Sasa memburu langit sore dengan motor maticnya, Sasa menikmati perjalanan dengan bernyanyi kecil, walau pun ia tidak hafal lirik tetapi tetap ia nyanyikan.

Memasuki simpang perumahan, Sasa mampir dulu membeli beberapa bungkus nasi goreng, Sasa tinggal di kompleks perumahan Cendana, perumahan yang di huni oleh beberapa manusia yang cukup sederhana dan rata-rata rumah itu adalah milik pribadi.

Sasa tinggal bersama kedua orang tuanya, dan dua orang kakak laki-laki.

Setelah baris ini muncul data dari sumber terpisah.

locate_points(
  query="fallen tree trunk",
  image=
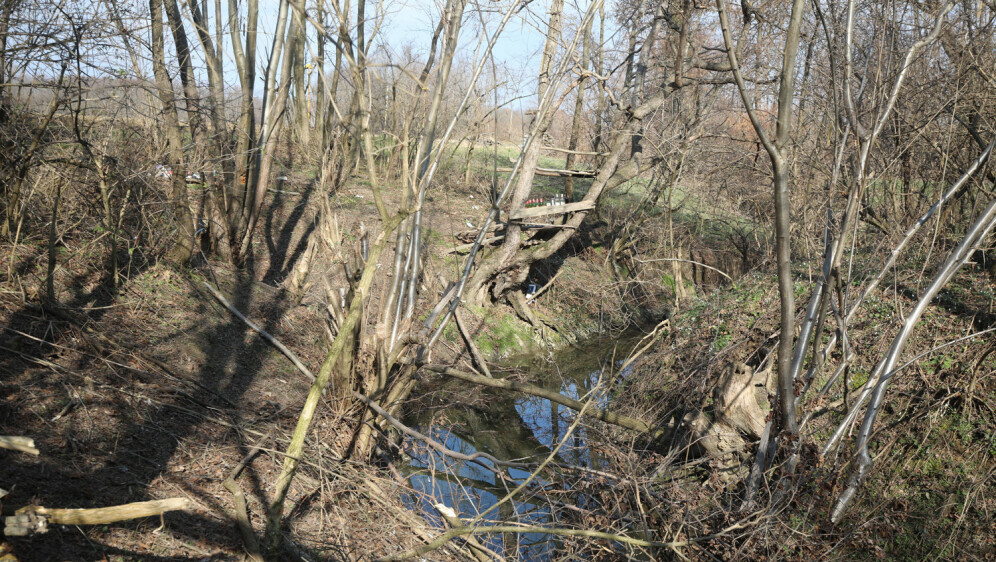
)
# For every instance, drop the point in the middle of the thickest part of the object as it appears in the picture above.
(603, 415)
(18, 443)
(549, 172)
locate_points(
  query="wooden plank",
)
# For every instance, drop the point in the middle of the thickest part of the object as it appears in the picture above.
(533, 212)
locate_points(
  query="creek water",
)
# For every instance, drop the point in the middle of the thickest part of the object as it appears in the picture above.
(512, 426)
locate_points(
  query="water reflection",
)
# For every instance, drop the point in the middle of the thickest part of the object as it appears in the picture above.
(513, 427)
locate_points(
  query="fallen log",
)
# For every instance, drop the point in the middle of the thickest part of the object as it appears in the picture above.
(603, 415)
(18, 443)
(35, 519)
(549, 172)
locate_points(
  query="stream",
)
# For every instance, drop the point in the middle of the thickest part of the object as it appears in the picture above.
(511, 426)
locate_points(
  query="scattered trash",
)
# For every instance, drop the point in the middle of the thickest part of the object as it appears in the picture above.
(163, 171)
(531, 290)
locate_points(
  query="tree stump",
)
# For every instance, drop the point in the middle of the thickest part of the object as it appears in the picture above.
(735, 417)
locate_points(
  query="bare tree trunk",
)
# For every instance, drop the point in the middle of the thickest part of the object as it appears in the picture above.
(184, 247)
(572, 144)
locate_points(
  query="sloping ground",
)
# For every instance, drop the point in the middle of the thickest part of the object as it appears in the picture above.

Perkenalkan dan lihat foto keluarga yang tertempel di dinding itu, yang berkumis dan berbadan kekar itu adalah Ayahnya,namanya Pak Anjar ia berusia 46 tahun dan bekerja di  salah satu perusahaan swasta, Pak Anjar sering kali berpindah-pindah keluar kota atas tuntutan pekerjaannya, karena perusahaan tempat Ayahnya bekerja sudah memiliki beberapa cabang di luar kota, bahkan dulu sering kali mereka ikut ayah.

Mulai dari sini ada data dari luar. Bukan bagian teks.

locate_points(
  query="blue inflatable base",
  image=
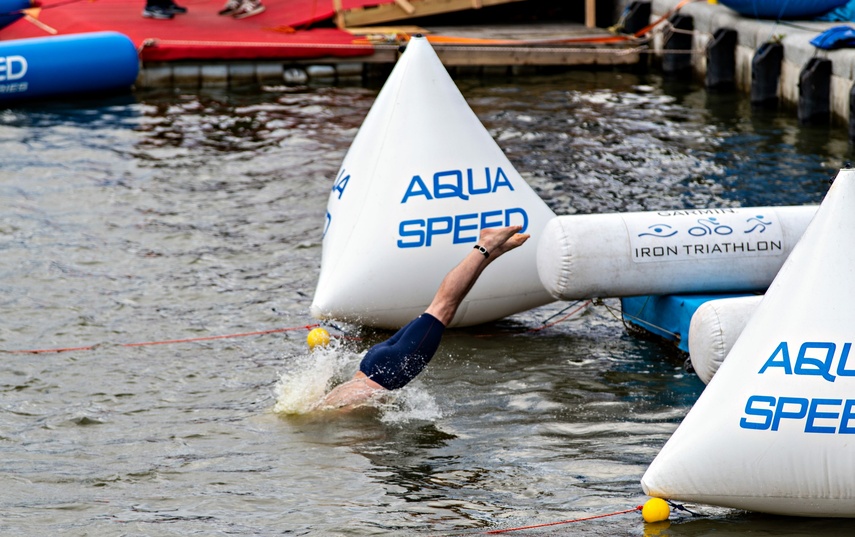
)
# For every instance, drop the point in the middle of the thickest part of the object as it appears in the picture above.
(88, 63)
(667, 316)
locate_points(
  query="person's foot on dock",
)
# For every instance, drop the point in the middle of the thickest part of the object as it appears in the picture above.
(157, 12)
(176, 9)
(230, 8)
(248, 8)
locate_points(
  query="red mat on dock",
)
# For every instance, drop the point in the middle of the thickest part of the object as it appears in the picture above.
(280, 32)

Dan itu Ibunya, wanita berambut pendek dengan senyuman khasnya, ibunya biasa di panggil Bu Diana, Bu Diana adalah seorang kepala sekolah menengah pertama, karena itu juga mereka menetap di sini tidak lagi ikut ayah mengelilingi kota. Dan yang berkepala plontos itu adalah Kakak pertamanya, ia berusia 26 tahun, Kak Dito bekerja di kepolisian dan sekarang ia lagi bertugas di kepulauan riau, oh ya Kak Dito sudah memiliki istri yang ikut bersamanya.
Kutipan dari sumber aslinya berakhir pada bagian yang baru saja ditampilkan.